The paper looks broadly at five topics: forest conservation, forest products and their role in carbon storage, wood as a source of green bioenergy, tree planting and carbon storage; and a carbon neutral philosophy in managing our forests.
The paper includes recommendations that would set B.C. on a new course in managing its forests and forest products to store more carbon and produce less carbon dioxide.
Some of the recommendations, supported by extensive references, include the following: “Conserve more forest; Increase the age at which the forests are logged; Eliminate egregiously high levels of wood waste at logging sites; Chart a new way forward for reforesting and rehabilitating forestlands; Promote solid wood products as the first and best use of the wood coming out of our forests; Carefully weigh under what circumstances wood-based energy may make sense from a climate change perspective; and fully account for all forest carbon in both forests and forest products.”
While some of the recommendations like preserving more old growth especially in the productive long lived forests and promoting an older age for AAC determinations are controversial in the highly competitive forest industry, the author makes a strong case for future carbon capture and cap and trade scenarios.
The promotion of wood products for construction purposes should be encouraged by both industrial forest companies and conservation groups.
The author points out that it takes 2.9 times more fossil fuel energy to produce the equivalent amount of concrete slabs, 3.1 times more energy to produce the equivalent amount of clay bricks, and 17.3 times more energy to produce the equivalent amount of steel studs as it does softwood lumber.
While steel can be recycled, tremendous amounts of energy are required to do so.
Such energy far exceeds that expended to grow seedlings and transport them to logging sites, where the seedlings soon offset all of the energy required to produce them by pulling CO2 out of the atmosphere.
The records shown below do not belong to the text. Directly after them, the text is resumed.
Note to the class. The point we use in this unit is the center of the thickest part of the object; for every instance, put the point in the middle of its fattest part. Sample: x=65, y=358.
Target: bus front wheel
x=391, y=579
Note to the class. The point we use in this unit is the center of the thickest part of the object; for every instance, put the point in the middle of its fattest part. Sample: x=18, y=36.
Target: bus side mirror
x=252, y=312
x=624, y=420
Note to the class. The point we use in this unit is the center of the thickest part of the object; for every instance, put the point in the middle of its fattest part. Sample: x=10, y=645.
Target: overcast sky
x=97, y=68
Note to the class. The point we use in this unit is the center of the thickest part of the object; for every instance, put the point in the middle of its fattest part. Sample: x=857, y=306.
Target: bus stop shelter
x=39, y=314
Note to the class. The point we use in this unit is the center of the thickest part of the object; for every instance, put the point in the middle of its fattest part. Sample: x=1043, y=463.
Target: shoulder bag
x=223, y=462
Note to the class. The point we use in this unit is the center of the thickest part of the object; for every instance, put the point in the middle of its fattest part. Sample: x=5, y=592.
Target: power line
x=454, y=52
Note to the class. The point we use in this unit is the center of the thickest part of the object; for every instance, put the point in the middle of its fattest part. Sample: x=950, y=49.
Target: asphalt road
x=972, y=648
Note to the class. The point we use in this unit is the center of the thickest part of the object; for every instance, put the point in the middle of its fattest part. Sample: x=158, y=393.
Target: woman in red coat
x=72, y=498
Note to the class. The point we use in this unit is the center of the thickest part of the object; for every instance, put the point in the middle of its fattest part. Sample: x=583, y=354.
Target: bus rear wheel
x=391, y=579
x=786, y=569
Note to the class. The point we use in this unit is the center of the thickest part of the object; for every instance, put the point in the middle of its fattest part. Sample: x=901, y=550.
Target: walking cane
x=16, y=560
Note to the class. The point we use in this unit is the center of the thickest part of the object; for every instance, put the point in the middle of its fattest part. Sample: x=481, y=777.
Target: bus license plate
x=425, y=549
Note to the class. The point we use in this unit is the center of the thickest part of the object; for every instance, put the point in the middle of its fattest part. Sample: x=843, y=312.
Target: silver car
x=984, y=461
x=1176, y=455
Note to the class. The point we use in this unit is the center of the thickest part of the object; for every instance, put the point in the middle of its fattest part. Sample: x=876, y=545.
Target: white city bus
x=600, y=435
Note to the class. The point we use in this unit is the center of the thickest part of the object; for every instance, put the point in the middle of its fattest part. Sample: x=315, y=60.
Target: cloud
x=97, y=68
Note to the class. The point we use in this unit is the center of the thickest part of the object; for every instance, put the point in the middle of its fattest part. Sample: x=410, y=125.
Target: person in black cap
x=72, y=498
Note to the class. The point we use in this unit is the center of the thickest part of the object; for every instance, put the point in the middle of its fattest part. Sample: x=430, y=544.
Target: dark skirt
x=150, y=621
Other initiatives include the suggestion to raise the limit of wood frame construction from four to six stories and utilization of less steel in multiple family housing.
Finally, while wood is demonstrably better for our environment when compared to other building materials, it may all come to naught if the buildings themselves are not built to last. i.e. “leaky condo crisis.”
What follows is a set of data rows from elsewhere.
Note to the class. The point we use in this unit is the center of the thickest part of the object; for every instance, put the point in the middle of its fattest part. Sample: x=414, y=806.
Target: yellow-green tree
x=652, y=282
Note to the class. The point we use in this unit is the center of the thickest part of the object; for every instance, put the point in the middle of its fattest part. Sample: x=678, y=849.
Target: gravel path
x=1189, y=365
In some buildings the exterior walls of buildings were re-sheathed at enormous cost in terms of new materials and energy output. In 2008, total repair costs for improperly built strata title apartments and condominiums alone was estimated at $3 billion to $4 billion.
Jim Hilton is a professional agrologist and forester who has lived and worked in the Cariboo Chilcotin for the past 40 years. Now retired, Hilton still volunteers his skills with local community forests organizations.